There’s no more waiting in line for some Starbucks patrons. The company has rolled out an app in South Korea that lets customers place pickup coffee orders with their smartphone and swiftly pay for them with a scan of a QR code when they go in to collect.
Starbucks is also testing the app in the United States to see if it can gain traction there.
Pre-ordering is an extension of the Starbucks app that enables customers to pay with their mobile phone. It could also boost use of the company’s payment platform, making it the firm’s next big earnings driver.
As of March, about 14 percent of Starbucks transactions were done through its app. Chief digital officer Adam Brotman said the group is in talks with other retail chains to use the payment platform to settle transactions with their customers too.

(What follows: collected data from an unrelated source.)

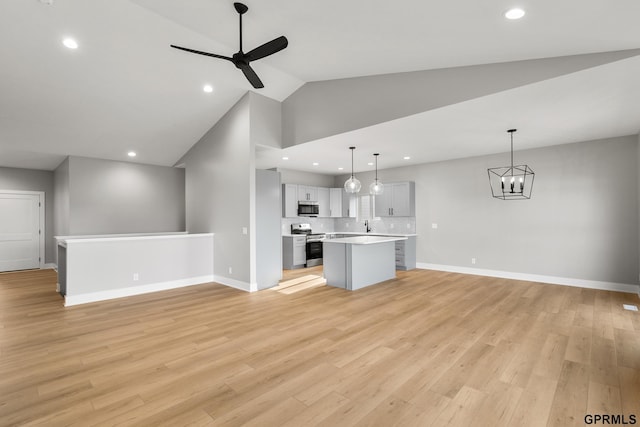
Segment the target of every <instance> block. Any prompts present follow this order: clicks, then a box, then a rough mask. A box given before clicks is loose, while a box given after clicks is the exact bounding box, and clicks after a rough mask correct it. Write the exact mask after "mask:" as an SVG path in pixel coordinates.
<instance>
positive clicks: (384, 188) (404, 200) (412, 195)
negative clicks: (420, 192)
mask: <svg viewBox="0 0 640 427" xmlns="http://www.w3.org/2000/svg"><path fill="white" fill-rule="evenodd" d="M415 206H416V205H415V183H414V182H411V181H410V182H393V183H388V184H384V192H383V193H382V194H381V195H379V196H376V197H375V214H376V216H378V217H388V216H415V215H416V207H415Z"/></svg>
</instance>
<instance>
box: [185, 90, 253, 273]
mask: <svg viewBox="0 0 640 427" xmlns="http://www.w3.org/2000/svg"><path fill="white" fill-rule="evenodd" d="M249 134H250V125H249V95H248V94H247V95H245V96H244V97H243V98H242V99H240V101H238V102H237V103H236V105H234V106H233V107H232V108H231V109H230V110H229V111H228V112H227V113H226V114H225V115H224V117H222V119H220V120H219V121H218V122H217V123H216V124H215V126H214V127H213V128H211V129H210V130H209V131H208V132H207V133H206V134H205V135H204V136H203V137H202V139H200V141H199V142H198V143H196V144H195V145H194V146H193V147H192V148H191V150H189V152H188V153H187V154H186V155H185V156H184V157H183V158H182V161H183V162H184V164H185V168H186V201H187V202H186V214H187V229H188V230H189V231H190V232H192V233H202V232H210V233H215V237H214V257H215V258H214V259H215V263H214V274H215V275H216V276H221V277H226V278H230V279H233V280H237V281H240V282H243V283H249V282H250V276H251V267H250V265H251V262H250V260H251V258H250V257H251V251H250V241H249V235H248V234H246V235H245V234H243V233H242V228H243V227H246V228H247V229H248V228H249V226H250V222H251V221H250V211H251V204H250V199H251V197H252V193H253V191H254V190H253V188H254V186H255V182H254V180H253V179H252V178H253V176H254V173H253V172H252V171H251V165H252V153H251V146H250V137H249ZM229 268H231V269H232V273H229Z"/></svg>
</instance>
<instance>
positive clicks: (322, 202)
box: [316, 187, 331, 218]
mask: <svg viewBox="0 0 640 427" xmlns="http://www.w3.org/2000/svg"><path fill="white" fill-rule="evenodd" d="M316 191H317V192H318V216H319V217H320V218H328V217H330V216H331V204H330V200H329V189H328V188H325V187H318V188H316Z"/></svg>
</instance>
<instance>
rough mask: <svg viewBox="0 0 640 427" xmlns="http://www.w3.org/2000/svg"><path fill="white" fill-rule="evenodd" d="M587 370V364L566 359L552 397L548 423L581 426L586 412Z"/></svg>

Many companies would like a piece of the potentially lucrative mobile payment system market but it’s a struggle to set the standard. This is where Starbucks has an edge.
Starbucks owns something that the others don’t—its already huge customer base. If a customer is used to paying for coffee with the app, it’s not a big leap to deploy it for other purchases.

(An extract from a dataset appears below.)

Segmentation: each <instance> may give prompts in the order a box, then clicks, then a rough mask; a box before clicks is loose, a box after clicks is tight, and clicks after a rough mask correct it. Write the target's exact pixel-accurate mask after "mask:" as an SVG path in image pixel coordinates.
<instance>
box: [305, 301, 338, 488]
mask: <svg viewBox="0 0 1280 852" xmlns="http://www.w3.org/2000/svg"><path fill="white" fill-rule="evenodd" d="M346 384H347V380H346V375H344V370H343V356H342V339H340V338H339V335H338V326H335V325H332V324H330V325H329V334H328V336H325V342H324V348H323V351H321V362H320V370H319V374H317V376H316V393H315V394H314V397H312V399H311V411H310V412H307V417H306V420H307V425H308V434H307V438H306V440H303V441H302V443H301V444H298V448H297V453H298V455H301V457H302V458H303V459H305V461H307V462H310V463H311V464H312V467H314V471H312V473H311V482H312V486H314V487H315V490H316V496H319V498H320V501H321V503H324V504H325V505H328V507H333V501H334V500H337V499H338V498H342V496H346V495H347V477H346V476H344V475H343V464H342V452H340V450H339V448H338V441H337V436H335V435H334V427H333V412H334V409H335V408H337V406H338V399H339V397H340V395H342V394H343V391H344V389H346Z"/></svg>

Other non-tech firms have been thinking along the same lines. In China, logistics leader SF Express is working on a similar idea. The central bank reportedly granted SF’s financial arm a license to process credit or debit card payments on behalf of a merchant — a sign that SF Express could be ramping up efforts to develop its payment business.
SF Express has even registered two related company names — SF Express Payment and SF Express Bank.
Like Starbucks, SF Express will start with its customers first–merchants, both online and brick-and-mortar stores. But one day it could be a major rival to Alibaba’s Alipay and Tencent’s Tenpay system.